The only way to prepend a file to another file is to create an intermediate one:

$ cat header.txt body.txt >body.txt.new
$ mv body.txt.new body.txt

which is what sed or perl or similar programs do under the carpet when called with an edit-in-place option (usually -i).

Stream a file through multiple programs at once

This counts the number of lines in a big file with wc -l while simultaneously compressing it with gzip. Both run concurrently.

tee >(wc -l >&2) < bigfile | gzip > bigfile.gz

Normally tee writes its input to one or more files (and stdout). We can write to commands instead of files with tee >(command).

Here the command wc -l >&2 counts the lines read from tee (which in turn is reading from bigfile). (The line count is sent to stderr (>&2) to avoid mixing with the input to gzip.) The stdout of tee is simultaneously fed into gzip.

To avoid usage of a sub-shell

One major aspect of process substitution is that it lets us avoid usage of a sub-shell when piping commands from the shell.

This can be demonstrated with a simple example below. I have the following files in my current folder:

$ find . -maxdepth 1 -type f -print
foo bar zoo foobar foozoo barzoo

If I pipe to a while/read loop that increments a counter as follows:

count=0
find . -maxdepth 1 -type f -print | while IFS= read -r _; do
    ((count++))
done

$count now does not contain 6, because it was modified in the sub-shell context.
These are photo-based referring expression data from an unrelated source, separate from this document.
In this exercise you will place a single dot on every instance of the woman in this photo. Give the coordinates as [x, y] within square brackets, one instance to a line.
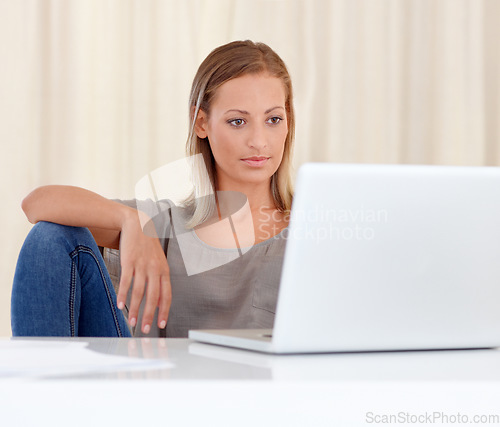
[242, 125]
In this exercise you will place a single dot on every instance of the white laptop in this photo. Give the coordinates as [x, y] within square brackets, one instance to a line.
[386, 257]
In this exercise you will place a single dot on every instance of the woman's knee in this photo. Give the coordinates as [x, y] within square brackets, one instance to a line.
[48, 234]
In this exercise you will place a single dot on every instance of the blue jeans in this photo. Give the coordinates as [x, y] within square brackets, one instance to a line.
[62, 287]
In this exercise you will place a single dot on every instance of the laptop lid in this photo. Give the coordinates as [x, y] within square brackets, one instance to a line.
[391, 257]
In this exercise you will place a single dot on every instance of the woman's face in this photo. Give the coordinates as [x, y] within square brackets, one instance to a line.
[246, 128]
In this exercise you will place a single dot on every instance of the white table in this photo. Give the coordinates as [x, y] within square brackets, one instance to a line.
[210, 385]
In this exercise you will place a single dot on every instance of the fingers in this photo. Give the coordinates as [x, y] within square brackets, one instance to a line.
[136, 297]
[152, 295]
[124, 286]
[165, 300]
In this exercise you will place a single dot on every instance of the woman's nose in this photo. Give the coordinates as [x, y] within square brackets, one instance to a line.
[257, 137]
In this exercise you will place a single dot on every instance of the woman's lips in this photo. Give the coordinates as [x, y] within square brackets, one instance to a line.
[255, 161]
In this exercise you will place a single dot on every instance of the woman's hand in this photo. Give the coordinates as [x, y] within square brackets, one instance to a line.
[142, 259]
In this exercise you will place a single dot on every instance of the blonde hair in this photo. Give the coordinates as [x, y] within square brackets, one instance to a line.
[224, 63]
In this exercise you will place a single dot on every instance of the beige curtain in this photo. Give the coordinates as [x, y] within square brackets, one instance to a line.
[94, 92]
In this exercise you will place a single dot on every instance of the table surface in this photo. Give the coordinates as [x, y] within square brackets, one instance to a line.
[198, 361]
[211, 385]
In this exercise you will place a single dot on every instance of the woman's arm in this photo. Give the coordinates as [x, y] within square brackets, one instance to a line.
[117, 226]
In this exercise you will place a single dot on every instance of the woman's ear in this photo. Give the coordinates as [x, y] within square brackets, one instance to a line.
[200, 125]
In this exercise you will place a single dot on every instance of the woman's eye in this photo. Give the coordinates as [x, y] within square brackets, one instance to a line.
[274, 120]
[236, 122]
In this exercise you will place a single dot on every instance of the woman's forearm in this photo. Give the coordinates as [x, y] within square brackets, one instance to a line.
[80, 208]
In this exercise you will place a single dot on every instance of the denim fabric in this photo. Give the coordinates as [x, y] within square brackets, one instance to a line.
[62, 288]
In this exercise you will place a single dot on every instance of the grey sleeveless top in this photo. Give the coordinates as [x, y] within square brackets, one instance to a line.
[212, 288]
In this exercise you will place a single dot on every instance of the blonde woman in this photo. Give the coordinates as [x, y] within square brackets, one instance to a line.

Any of the commands shown below are run in a sub-shell context and the scope of the variables used within are lost after the sub-shell terminates.

command &
command | command 
( command )

Process substitution will solve the problem by avoiding use the of pipe | operator as in

count=0
while IFS= read -r _; do
    ((count++))
done < <(find . -maxdepth 1 -type f -print)

This will retain the count variable value as no sub-shells are invoked.